Earlier this year, Musk had acquired more than 9 percent of the company and started teasing on the platform that he was considering taking a controlling interest in the left-bias company that eliminates the accounts of conservatives and practices censorship of patriotic points of view. Twitter banned President Donald Trump, but allows Vladimir Putin to maintain an account. Twitter banned the satire account The Babylon Bee, but has allowed the site to be used by Antifa accounts that used it to organize violent protests in 2020.
Fox News’ Lucas Manfredi reported on Friday, “Under the plan, which is also referred to as a “poison pill”, shareholders’ rights will become exercisable if an entity, person or group acquires beneficial ownership of 15% or more of Twitter’s outstanding common stock in a transaction not approved by the board. In the event that the rights become exercisable, shareholders will be entitled to purchase additional shares of common stock at a discounted rate.

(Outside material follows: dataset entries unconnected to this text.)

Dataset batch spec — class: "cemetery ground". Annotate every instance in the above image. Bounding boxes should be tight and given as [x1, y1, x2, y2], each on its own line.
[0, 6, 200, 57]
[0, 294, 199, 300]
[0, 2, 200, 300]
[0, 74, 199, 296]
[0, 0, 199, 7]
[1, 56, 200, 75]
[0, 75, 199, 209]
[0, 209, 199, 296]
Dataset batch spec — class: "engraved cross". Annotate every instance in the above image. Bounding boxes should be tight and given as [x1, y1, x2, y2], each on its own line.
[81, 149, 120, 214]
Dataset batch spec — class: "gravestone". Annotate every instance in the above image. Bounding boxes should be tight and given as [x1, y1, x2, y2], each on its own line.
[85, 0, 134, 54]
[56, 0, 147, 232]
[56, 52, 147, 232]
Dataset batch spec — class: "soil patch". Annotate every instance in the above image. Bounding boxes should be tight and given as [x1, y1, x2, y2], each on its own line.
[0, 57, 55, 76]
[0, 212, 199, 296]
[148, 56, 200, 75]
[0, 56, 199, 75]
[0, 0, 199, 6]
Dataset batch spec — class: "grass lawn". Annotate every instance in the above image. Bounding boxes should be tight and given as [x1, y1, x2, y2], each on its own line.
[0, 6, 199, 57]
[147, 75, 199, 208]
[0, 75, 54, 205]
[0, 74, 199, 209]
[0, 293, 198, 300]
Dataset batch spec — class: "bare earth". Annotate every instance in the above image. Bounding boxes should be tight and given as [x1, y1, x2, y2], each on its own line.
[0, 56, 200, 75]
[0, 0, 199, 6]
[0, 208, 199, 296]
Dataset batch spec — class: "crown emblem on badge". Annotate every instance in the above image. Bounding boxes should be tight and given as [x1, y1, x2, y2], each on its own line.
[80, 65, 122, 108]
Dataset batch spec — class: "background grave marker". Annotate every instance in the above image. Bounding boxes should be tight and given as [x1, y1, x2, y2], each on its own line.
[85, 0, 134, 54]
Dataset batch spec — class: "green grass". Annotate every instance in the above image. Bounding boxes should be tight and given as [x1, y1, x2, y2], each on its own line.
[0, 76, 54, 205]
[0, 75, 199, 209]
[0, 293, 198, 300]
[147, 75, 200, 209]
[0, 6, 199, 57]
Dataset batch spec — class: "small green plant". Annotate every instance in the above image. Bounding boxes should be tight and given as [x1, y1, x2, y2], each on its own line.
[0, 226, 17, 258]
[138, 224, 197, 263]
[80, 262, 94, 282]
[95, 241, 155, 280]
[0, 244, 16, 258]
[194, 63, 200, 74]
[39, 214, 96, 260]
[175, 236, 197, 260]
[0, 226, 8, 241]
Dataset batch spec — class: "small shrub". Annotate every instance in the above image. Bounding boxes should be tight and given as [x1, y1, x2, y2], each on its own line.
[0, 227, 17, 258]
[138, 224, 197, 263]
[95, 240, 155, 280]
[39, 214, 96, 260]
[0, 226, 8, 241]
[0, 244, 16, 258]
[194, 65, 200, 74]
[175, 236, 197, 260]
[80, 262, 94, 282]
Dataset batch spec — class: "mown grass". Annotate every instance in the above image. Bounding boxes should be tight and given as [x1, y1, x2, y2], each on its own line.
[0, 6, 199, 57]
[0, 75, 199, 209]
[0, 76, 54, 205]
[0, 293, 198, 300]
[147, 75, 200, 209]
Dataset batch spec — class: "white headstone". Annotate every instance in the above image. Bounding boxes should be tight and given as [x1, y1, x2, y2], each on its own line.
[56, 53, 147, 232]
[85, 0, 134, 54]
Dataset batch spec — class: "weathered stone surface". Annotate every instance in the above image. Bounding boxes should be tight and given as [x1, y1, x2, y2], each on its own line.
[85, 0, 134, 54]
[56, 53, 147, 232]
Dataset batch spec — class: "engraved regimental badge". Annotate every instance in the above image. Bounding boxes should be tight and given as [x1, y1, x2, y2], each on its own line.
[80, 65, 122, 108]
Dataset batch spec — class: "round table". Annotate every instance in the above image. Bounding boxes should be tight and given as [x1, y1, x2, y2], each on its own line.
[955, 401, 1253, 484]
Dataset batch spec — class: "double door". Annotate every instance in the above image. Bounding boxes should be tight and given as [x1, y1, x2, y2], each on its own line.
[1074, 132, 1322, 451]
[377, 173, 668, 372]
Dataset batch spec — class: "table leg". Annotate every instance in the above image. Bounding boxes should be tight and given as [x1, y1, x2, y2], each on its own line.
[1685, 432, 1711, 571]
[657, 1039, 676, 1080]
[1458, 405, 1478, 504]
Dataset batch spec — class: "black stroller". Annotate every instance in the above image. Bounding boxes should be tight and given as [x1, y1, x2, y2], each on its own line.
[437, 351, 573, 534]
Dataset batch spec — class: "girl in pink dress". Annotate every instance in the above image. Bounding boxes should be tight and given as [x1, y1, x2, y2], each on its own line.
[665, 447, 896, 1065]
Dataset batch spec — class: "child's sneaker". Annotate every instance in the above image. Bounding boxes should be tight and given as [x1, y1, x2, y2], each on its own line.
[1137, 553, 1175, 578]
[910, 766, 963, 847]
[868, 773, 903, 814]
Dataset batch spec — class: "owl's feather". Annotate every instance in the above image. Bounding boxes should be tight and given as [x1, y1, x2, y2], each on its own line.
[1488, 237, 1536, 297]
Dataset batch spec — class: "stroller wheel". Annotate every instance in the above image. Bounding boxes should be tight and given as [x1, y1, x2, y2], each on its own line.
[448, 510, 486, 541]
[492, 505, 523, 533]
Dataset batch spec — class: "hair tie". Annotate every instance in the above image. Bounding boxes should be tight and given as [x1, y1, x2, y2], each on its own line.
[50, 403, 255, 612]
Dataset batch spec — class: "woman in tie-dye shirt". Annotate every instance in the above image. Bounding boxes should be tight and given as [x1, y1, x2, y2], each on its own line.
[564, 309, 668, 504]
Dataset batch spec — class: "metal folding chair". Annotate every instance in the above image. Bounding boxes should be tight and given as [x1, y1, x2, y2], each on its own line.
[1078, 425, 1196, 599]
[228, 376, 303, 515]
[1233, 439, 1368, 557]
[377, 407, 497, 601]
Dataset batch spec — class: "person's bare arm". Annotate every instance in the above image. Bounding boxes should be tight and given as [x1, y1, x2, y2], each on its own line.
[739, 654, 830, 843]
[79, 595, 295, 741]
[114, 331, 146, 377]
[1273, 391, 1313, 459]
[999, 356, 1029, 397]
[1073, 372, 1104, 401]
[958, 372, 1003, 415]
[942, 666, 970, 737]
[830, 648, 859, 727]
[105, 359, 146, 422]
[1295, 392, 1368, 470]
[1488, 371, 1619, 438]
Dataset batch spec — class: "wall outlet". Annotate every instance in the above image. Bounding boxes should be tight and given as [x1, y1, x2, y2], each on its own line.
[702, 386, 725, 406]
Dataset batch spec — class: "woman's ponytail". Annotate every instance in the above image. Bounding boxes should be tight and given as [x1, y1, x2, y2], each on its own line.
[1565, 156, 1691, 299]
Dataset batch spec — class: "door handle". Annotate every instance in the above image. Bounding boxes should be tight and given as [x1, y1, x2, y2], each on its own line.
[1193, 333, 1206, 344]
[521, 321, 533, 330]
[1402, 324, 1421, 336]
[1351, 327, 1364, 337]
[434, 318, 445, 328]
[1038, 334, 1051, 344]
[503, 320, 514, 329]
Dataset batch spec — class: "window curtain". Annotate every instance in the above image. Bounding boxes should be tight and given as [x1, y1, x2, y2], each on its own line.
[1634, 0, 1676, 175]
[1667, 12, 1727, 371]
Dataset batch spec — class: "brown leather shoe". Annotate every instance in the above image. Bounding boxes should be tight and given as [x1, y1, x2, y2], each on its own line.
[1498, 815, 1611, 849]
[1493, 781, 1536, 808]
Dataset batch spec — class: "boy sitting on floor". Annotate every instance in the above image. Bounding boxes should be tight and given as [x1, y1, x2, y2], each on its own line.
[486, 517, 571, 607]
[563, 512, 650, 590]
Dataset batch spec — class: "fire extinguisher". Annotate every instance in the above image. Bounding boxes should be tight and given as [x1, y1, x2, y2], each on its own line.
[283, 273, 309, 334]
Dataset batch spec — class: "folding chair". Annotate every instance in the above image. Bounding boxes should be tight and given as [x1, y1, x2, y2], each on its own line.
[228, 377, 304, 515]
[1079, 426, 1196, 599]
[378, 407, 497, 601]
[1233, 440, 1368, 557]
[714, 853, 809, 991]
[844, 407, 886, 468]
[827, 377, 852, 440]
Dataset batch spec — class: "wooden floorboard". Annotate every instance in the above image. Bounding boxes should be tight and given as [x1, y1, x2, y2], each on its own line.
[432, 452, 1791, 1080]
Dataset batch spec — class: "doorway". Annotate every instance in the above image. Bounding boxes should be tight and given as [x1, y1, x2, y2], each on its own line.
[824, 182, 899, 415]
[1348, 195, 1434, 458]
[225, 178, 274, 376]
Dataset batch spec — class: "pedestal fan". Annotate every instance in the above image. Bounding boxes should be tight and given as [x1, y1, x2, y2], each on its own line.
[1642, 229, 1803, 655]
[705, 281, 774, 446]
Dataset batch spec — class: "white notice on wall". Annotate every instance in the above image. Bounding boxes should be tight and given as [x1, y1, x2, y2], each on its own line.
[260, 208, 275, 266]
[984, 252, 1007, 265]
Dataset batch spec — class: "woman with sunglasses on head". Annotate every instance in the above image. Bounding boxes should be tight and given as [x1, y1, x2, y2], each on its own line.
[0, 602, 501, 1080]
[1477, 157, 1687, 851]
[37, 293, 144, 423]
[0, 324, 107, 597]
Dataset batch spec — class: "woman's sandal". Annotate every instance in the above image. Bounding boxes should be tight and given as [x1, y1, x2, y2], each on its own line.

This was the board saying it would not approve the Musk purchase, as it attempts to “reduce the likelihood that any entity, person or group gains control of Twitter through open market accumulation without paying all shareholders an appropriate control premium or without providing the Board sufficient time to make informed judgments and take actions that are in the best interests of shareholders.”
“The goal is to force anyone trying to acquire the company to negotiate directly with the board. Investors rarely try to break through a poison pill threshold, according to securities experts — one said ‘it would be financially ruinous, even for him.’ But Mr. Musk rarely abides by precedent,” The New York Times wrote.
A press release from Twitter noted, “The Rights Plan will reduce the likelihood that any entity, person or group gains control of Twitter through open market accumulation without paying all shareholders an appropriate control premium or without providing the Board sufficient time to make informed judgments and take actions that are in the best interests of shareholders.”
The stock closed at $45.08 at the close of markets on Thursday.